Seven meetings is intense on any day anywhere. The nature of our visits demands even more than the usual concentration from both speakers and listeners, as we pause after every few sentences to translate from Spanish into English or vice versa. But both our "viajeros" and hosts take the challenge in good stride, committed to share and learn as much as possible in the brief time we have together.
For me, the day's most stimulating meeting was our first, held at a labor union where there are weekly gatherings of the "resistance" movement's leadership, who launched concerted efforts after last summer's military coup to restore the nation to a state of respect for the constitution and democratic convictions. It is never easy to hear harsh critique of one's own government, but the spokesman for the Honduran Resistance Movement expressed the conviction that either tacitly or overtly the U.S. government lent support for the coup that deposed the democratically elected president and installed a puppet of the army and police forces.
In one way or another, all the groups we visited are involved in the struggle to protect and defend human rights. One of our hosts spoke of threatening phone calls received by his wife in just the past couple of days. Leaders of a youth resistance movement talked of anti-coup demonstrations at which an old woman was brutally beaten, and of other instances where corpses were found after resistance movement participants were "disappeared" at the hands of the ruling regime. Despite the resistance forces' commitment to non-violence, the toll of torture, murder and disappearances mounts daily.

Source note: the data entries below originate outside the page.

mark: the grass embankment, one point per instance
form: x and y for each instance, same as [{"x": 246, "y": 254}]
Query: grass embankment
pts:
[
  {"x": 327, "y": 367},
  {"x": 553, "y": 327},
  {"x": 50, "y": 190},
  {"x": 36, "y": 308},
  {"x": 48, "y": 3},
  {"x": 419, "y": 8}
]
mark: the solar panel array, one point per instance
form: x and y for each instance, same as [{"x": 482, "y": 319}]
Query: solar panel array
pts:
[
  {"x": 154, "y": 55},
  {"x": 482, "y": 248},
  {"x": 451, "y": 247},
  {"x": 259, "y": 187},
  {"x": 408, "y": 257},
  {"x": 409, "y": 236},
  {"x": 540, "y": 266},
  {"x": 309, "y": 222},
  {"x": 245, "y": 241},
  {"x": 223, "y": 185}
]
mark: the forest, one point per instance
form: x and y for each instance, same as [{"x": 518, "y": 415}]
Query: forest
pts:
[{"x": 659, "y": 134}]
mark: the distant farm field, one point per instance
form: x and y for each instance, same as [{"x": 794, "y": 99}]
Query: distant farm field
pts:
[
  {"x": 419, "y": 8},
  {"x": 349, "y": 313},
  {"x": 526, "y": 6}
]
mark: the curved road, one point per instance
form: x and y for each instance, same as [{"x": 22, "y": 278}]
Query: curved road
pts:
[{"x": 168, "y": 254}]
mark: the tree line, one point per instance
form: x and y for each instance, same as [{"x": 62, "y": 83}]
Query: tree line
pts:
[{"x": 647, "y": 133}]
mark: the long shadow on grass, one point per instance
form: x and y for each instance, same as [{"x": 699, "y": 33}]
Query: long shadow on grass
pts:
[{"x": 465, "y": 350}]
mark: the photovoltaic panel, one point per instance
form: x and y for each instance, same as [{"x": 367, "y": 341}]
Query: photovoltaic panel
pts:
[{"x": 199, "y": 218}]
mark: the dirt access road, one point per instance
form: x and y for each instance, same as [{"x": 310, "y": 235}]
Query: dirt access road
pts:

While most of the day's meetings would be regarded by some as "political" in nature, we were reminded by the president and two other ordained ministers of the Honduran Christian Lutheran Church that their holistic mission is deeply pastoral, theological and one of service to the "least of these" throughout this Central American nation where a young church has established over a dozen congregations and mission outposts. In this land where both the Roman Catholic cardinal and pastors of evangelical and Pentecostal mega-churches have publicly sided with the perpetrators of the military coup, the Lutherans may be the church to watch as its influence and impact in proclaiming the Gospel grows in stunning measure day by day.